Tuesday, November 06, 2007

feeling sad?
yes I'm like a pedaso de papel arrugado this days

i remember all those boys that use to go to rehab and
will twist themselves in the bed trying hard to fight,
wile the drugs are doing their job making you feel
like you need more right there where you just roll in
the bed cry for help but don't wanna see anyone,
scream but want to be calm,
twist and roll and really you just wanna sleep and
be out of all this fucking dependency.
i put myself in this situation where i really need to commute to go to a warm place, and is far for me, feels like a have to walk miles to get there, but is what i think the right think to do right now and it is kind of keeping me awake and alive.
i notice also that i don't like leaving alone, i actually hate to leave alone, giving away my community leaving really mess up something inside me, having no one to talk or at lease to hear breathing around when you get back home really sucks. My cat doesn't do it she is beautiful and loves me but she unfortunately can't enjoy my food.
yes i feel sad depress triste llorona gorda irresponsable mentirosa y culpable

i guess if i go back on this blog i can see that is just one more of those up and downs.

2 comments:

Anonymous said...

es raro todo lo que nos pasa a los humanos.
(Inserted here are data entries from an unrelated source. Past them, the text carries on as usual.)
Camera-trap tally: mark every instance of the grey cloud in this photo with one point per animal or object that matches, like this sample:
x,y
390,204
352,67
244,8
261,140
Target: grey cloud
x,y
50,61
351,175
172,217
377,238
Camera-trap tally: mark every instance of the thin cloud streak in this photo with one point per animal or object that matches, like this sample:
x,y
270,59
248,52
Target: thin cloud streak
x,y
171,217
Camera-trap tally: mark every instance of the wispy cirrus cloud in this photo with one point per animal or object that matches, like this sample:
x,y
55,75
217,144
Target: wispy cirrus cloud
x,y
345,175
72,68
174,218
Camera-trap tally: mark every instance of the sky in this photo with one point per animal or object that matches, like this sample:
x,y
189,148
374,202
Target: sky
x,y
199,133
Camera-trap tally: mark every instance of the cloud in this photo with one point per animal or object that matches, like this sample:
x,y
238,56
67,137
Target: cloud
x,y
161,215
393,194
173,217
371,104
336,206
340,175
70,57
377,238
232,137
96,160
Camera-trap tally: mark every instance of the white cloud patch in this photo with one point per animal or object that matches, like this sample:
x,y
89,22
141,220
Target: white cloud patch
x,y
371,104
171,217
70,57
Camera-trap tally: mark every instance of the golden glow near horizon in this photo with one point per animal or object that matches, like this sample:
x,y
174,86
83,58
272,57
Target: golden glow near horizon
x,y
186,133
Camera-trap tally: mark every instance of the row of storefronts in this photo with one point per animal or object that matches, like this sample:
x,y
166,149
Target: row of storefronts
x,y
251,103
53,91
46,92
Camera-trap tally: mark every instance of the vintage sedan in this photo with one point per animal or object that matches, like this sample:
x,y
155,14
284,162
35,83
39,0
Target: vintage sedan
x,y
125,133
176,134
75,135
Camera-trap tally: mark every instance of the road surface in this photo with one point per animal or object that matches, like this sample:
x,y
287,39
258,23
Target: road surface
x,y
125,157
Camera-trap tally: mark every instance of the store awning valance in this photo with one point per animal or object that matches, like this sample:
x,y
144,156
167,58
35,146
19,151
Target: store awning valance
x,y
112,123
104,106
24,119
De la euforia paso a un mente fría, aunque quisiera aprender a vivir con esa euforia.

Alina Reyes said...

no te he comentado que me gusta como escribes, las comparaciones que usas, pedazo de papel arrugado, es algo muy real, deberías combinar relatos narrativos y fotografías, deberíamos hacer una revista y es la idea que traigo y traía el dia de la fiesta, pero todos estaban muy borrachos como para comentarlo.